Our immediate responses are anger and frustration. Anger will not change a society let alone change a planet. Our moral response is manifold and includes environmental initiatives with less dependency upon fossil fuels, more for wind, solar alternatives, and increasing and diligent collaboration with other cultures and nation on environmental sustainability. In the midst, environmental degradation and pollution can we still hope? Can we have a dream of the earth that is healthy again? It will require a new way of living. It will require both sharing and sacrificing. It will require a commitment to environmental sustainability that will call into question how we use the earth’s resources with one another. It will demand a universal vision of how to live as a global community. It will require prophets and sages. It will require the wise and the courageous. As faithful people, you and I are called to dream the good dreams of God in an age of nightmare.

Those who came before us were dreamers and visionaries. Those who served our country in time of war held dreams of a better country and a free world devoid of oppression and fear. Our fallen warriors sacrifices to the greater good in time of war can serve as inspirations for us who are locked in multiple wars right now: the war for the environment, the war to fight terrorism, the war to combat poverty.

In the motion picture Saving Private Ryan, Tom Hanks plays a WWII officer in charge of a squad of men who are given orders to find a Private Ryan and to return him safely home because all the rest of his brothers were killed in the war. After finding Ryan behind enemy lines, Hanks and his squad of soldiers must defend a bridge in a French village until reinforcements arrive. In the climatic scene of the film, the soldiers defend the bridge against the Germans and the officer played by Hanks is mortally wounded. As he is dying Private Ryan comes over to him after seeing that most of the men who “saved” Ryan are casualties.
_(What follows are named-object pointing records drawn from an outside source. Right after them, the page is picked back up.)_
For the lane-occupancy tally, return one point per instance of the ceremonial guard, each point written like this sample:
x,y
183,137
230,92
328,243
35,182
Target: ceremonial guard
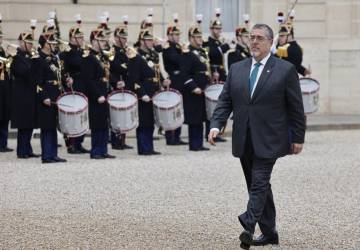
x,y
49,80
241,50
216,50
172,57
95,72
4,97
72,57
119,75
23,95
287,47
196,72
145,78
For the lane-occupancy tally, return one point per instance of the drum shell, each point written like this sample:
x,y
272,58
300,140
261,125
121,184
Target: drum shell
x,y
210,103
73,123
169,118
126,118
310,98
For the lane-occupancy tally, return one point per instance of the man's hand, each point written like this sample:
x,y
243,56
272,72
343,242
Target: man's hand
x,y
101,99
166,83
197,91
216,76
212,135
69,82
296,148
145,98
47,102
120,84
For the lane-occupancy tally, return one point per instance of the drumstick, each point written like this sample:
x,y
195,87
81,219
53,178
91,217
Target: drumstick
x,y
61,104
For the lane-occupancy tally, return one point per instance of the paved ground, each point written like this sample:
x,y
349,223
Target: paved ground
x,y
179,200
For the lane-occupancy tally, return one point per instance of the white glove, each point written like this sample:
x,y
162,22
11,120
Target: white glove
x,y
101,99
120,84
145,98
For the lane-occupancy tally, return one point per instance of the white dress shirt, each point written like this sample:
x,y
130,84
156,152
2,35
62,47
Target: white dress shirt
x,y
261,67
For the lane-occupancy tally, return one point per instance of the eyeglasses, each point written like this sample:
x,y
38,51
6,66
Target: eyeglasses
x,y
258,38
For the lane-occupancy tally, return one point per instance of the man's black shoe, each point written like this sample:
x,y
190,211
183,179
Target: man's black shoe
x,y
220,139
263,240
117,147
48,161
107,156
97,157
6,150
23,157
83,150
200,149
246,237
72,150
125,146
244,246
32,155
182,143
58,159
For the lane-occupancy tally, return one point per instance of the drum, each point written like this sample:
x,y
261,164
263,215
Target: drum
x,y
212,93
310,94
168,109
73,114
123,106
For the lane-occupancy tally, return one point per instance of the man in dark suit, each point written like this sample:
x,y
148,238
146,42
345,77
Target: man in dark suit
x,y
264,94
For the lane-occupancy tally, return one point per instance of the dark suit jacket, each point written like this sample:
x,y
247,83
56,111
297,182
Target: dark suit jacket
x,y
275,109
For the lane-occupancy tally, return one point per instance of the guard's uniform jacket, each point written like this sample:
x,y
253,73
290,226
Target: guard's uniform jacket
x,y
23,94
72,61
172,57
145,78
4,89
237,54
216,51
47,75
96,74
195,68
4,103
119,68
292,53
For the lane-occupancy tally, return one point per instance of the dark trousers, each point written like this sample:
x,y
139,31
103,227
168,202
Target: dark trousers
x,y
196,136
24,142
145,139
173,136
99,140
4,132
260,207
48,138
74,142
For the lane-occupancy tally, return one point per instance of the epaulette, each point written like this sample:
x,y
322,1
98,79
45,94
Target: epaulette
x,y
282,52
38,89
86,53
185,49
166,45
131,52
137,86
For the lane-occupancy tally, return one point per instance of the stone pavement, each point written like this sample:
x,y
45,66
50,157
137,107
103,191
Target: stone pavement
x,y
179,200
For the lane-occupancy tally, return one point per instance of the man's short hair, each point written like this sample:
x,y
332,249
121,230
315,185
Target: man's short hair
x,y
268,30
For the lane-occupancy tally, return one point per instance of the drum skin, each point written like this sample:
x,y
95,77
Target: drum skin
x,y
73,114
168,109
212,93
123,105
310,94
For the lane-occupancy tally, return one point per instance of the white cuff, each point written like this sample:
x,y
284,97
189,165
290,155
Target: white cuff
x,y
215,129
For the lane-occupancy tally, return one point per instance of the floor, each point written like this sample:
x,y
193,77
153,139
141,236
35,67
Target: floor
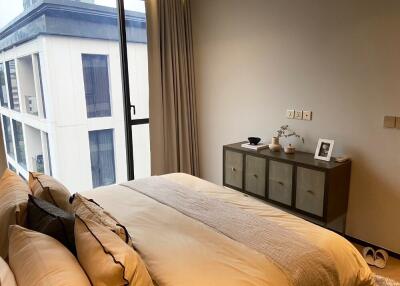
x,y
392,269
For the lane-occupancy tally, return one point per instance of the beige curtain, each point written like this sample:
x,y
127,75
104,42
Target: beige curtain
x,y
173,124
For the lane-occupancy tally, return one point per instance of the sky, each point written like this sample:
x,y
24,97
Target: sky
x,y
11,9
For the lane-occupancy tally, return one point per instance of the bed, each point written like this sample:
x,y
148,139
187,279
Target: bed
x,y
191,232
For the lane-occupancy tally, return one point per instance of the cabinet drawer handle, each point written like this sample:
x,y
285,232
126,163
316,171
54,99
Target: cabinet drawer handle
x,y
310,192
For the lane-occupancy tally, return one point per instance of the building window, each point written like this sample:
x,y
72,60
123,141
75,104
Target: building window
x,y
12,85
3,89
47,150
8,136
19,143
39,69
102,157
97,89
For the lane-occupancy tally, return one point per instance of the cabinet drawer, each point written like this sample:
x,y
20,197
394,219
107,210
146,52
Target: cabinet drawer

The officer’s last words to him are: “Earn this.”

If you go to a cemetery this weekend and you see an American Flag by a grave or some gently arranged flowers nearby and feel the breeze of the wind gently blowing near you, perhaps you will hear the faint whispers of the soldiers, sailors, Marines and air men and women saying “Earn this.” We have our freedom because of them. We have a remarkable country because of them. What we stand for is because of them. You and I can earn “this” not just by honoring them tomorrow on Memorial Day but also by living up to their values of sacrifice, patriotism and courage.

These are the values Paul speaks about in Romans. These are the values of a Christian when Jesus said, “Take up your cross and follow me.”

In the name of God, creator, redeemer and sustainer. Amen.